Topping’s new DX7 Pro is an impressive-sounding device. It walks an interesting line between analytical and musical. That dry, sober quality often associated with SABRE is present. Detailing and sharpness stand in the foreground. Yet no one will call this DAC bright. It has a natural, ever so slightly warm tone. With its satisfying body and density, you won’t complain of thinness either.
For a standalone unit meant to please the broadest market, Topping probably succeeded. Though for me, personally, it could do with a smoother, more liquid presentation. The image is so sharp there’s almost a graininess. It could use some fluidity.
One of the things I’ve always loved about my Audio-GD NFB-28 (around $800) is how warm and fluid it sounds. It takes everything good about the SABRE chip and tames everything else. It’s one of the most perfect-sounding devices. Utterly natural. There’s even more body and robustness than the DX7, with a smoother, richer tone. There’s also a lot more power, more power than I ever needed. But it’s nice knowing I have it on tap, just in case. Where Topping easily beats Audio-GD is in features, aesthetics, and form-factor. Topping is like a European Sports car: they make a more professional-looking device, and packs it full of the latest technologies. Audio-GD is like an American Muscle Car: all raw power and sheer performance.

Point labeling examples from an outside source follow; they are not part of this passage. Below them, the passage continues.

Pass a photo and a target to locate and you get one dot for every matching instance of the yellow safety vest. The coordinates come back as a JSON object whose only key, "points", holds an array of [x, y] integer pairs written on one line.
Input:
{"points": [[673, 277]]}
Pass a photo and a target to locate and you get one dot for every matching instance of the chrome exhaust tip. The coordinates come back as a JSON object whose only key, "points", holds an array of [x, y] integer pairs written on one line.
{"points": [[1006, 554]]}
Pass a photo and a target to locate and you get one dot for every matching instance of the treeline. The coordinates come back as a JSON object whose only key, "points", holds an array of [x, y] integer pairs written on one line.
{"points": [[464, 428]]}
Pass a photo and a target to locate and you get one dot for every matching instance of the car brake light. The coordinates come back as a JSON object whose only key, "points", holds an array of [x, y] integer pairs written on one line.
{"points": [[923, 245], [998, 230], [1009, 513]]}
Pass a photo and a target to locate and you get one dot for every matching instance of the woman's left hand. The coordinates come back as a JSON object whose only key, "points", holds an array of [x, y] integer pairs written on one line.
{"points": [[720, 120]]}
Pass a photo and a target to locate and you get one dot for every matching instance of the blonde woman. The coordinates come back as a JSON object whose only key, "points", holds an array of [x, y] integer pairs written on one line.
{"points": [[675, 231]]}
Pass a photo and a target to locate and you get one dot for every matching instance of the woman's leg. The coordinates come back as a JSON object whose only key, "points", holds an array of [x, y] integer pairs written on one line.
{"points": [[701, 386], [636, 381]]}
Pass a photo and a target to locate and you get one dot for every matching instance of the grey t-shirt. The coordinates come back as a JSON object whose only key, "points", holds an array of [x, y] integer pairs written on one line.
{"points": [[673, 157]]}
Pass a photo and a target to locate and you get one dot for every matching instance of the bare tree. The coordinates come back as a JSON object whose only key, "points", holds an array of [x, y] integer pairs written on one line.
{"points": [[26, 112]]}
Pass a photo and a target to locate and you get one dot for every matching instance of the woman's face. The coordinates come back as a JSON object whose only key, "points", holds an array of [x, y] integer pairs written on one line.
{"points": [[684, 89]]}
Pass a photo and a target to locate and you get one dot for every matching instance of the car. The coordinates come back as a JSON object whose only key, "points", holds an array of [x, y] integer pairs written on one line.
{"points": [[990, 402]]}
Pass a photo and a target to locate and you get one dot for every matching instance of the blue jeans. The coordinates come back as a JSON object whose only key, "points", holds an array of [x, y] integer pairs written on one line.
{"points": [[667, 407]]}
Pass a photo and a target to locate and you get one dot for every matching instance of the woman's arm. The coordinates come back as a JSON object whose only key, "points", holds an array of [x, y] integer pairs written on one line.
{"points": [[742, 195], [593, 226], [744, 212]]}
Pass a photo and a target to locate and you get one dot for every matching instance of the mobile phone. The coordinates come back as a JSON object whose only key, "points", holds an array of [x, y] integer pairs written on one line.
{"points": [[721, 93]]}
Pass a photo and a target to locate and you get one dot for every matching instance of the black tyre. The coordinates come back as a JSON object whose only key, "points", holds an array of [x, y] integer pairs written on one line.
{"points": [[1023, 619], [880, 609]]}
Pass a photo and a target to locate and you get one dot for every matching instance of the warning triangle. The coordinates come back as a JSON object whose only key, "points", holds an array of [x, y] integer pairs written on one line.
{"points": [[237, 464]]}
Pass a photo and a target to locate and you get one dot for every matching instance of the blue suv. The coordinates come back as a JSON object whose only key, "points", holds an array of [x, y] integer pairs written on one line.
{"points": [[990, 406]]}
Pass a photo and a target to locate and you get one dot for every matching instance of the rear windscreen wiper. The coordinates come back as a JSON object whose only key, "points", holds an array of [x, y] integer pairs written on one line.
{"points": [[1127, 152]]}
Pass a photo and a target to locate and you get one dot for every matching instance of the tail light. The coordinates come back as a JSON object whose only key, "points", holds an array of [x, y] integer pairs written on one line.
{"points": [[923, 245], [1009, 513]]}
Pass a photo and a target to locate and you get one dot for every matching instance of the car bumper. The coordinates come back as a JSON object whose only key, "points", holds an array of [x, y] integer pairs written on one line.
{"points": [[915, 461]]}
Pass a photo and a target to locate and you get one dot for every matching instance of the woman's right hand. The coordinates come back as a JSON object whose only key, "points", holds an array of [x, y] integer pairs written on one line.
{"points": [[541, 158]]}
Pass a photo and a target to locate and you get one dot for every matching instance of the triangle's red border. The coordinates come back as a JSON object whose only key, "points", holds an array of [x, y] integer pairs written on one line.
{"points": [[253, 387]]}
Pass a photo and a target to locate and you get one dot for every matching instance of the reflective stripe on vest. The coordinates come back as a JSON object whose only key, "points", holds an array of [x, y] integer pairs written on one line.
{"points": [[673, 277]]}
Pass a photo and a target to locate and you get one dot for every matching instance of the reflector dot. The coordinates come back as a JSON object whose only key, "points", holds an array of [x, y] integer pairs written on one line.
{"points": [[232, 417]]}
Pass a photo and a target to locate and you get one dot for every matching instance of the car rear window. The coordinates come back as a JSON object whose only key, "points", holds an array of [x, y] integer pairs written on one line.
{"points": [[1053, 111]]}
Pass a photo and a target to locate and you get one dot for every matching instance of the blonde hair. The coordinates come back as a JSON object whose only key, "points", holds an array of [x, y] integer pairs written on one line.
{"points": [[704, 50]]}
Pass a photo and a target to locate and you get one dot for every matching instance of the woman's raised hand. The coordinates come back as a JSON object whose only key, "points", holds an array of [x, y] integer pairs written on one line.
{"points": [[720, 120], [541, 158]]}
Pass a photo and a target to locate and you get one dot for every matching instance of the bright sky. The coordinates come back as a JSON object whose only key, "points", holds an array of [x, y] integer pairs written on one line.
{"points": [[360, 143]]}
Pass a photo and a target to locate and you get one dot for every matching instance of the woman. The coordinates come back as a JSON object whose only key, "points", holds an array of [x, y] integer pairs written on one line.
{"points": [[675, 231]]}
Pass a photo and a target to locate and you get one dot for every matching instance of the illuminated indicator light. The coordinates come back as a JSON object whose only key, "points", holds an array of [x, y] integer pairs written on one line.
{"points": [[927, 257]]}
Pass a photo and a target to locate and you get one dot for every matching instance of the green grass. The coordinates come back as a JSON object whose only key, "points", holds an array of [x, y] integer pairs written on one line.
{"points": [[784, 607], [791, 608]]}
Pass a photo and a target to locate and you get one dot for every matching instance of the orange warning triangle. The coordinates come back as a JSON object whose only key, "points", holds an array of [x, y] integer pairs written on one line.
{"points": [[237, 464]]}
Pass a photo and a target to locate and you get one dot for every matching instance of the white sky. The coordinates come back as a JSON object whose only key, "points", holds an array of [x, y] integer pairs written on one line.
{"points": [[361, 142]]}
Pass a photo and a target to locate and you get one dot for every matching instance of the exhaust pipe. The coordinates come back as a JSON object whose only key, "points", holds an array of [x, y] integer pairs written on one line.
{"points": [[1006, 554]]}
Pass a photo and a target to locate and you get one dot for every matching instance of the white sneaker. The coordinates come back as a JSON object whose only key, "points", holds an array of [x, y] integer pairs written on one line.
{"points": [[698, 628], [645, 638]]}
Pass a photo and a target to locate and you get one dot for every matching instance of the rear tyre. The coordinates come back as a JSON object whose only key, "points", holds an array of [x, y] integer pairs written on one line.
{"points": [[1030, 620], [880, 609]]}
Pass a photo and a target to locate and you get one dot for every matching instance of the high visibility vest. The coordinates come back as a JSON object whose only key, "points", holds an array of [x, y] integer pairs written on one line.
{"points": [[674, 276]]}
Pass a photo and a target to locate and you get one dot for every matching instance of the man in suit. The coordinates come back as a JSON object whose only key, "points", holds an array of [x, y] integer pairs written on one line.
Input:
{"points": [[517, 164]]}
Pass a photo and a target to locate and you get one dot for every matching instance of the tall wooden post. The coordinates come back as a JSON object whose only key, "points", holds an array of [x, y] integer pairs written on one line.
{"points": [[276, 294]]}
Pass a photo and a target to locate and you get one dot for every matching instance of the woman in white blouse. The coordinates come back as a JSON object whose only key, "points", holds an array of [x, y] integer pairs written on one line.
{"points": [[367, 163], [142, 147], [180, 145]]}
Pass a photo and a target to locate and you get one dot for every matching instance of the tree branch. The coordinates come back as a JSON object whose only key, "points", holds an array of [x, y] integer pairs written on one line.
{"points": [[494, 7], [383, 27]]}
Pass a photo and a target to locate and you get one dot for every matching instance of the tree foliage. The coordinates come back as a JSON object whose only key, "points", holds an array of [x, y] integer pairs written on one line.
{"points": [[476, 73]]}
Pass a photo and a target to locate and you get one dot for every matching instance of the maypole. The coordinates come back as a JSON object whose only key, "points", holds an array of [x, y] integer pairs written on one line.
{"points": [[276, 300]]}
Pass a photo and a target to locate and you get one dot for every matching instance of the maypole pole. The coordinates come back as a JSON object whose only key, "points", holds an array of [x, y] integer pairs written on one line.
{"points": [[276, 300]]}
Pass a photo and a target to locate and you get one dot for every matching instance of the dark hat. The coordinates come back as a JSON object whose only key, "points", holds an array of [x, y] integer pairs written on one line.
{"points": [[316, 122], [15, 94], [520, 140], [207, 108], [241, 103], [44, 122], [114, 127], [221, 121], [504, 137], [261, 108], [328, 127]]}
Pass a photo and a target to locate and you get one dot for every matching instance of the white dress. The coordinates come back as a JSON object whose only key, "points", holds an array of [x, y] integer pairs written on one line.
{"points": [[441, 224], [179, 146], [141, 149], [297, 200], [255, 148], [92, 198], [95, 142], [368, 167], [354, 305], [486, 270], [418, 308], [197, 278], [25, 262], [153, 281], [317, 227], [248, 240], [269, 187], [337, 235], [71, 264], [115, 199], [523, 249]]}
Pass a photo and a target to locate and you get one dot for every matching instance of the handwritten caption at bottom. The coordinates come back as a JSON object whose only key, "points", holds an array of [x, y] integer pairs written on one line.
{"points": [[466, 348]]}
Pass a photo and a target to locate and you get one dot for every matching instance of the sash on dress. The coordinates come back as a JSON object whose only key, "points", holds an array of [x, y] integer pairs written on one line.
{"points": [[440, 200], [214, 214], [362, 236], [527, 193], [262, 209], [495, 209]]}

As I mentioned earlier, I currently have on-hand the iFi iDSD Pro. ($2,500, Review HERE) iFi matches Topping for features and professionalism, and perhaps even beats them. Obviously, you’re paying significantly more, so you ought to expect that. The iDSD truly feels like a top-end system, and its use of vacuum tubes is outstanding. With Tube+ and GTO turned On, I’ve never heard anything quite so beautiful as what issues forth from this DAC. It takes liquidity to a whole new level, rendering such gorgeous, smooth notes. And yet, if I honestly had to choose between the two, as a standalone unit, I’d go with the DX7 Pro. The difference in sound quality is not vast, the price-to-performance ratio is heavily in Topping’s favor, and… well, I demand XLR PO, which iFi lacks.
Adding a secondary amp to the chain is a fun way to augment the sound, adding color, vitality, or power.
With the XDuoo TA-20 ($319.99, Review HERE), you don’t get much in the way of power increase. I mean, looking at the specs, it seems like you ought to, but in practice, it doesn’t drive my headphones with much more headroom than the Topping PO. Still, it’s enough for every set of cans in my house. What I like the TA-20 for can be summarized in one word: Tubes! It simply adds that strange magic many of us love. Since the TA-20 is a hybrid design, it only offers the subtlest coloration, sounding very clean and modern overall. A touch of warmth and harmonic overtones helps with the DX7’s dryness. It seems to wet the audio some, a result I quite like.
The Cayin iHA-6 ($699, Review HERE) does not add wetness. At least not with warmth or tube sorcery. The first thing you notice when moving to this amp is a significant increase in stabilization. That’s a weird word to apply to sound, but it’s the most honest description. The sonic image feels stronger, sturdier, and altogether more stable. It’s as if it’s more tangible somehow. Cayin created one of the most colorless amps in the iHA-6, a true audiophile prize. Because of this, the slight grain in the DX7 Pro is untouched here. Yet some of the dryness is solved. The iHA-6 adds smoothness and refinement. Just a bit. Mostly, it’s the stabilization and tremendous power which makes this amp worthwhile.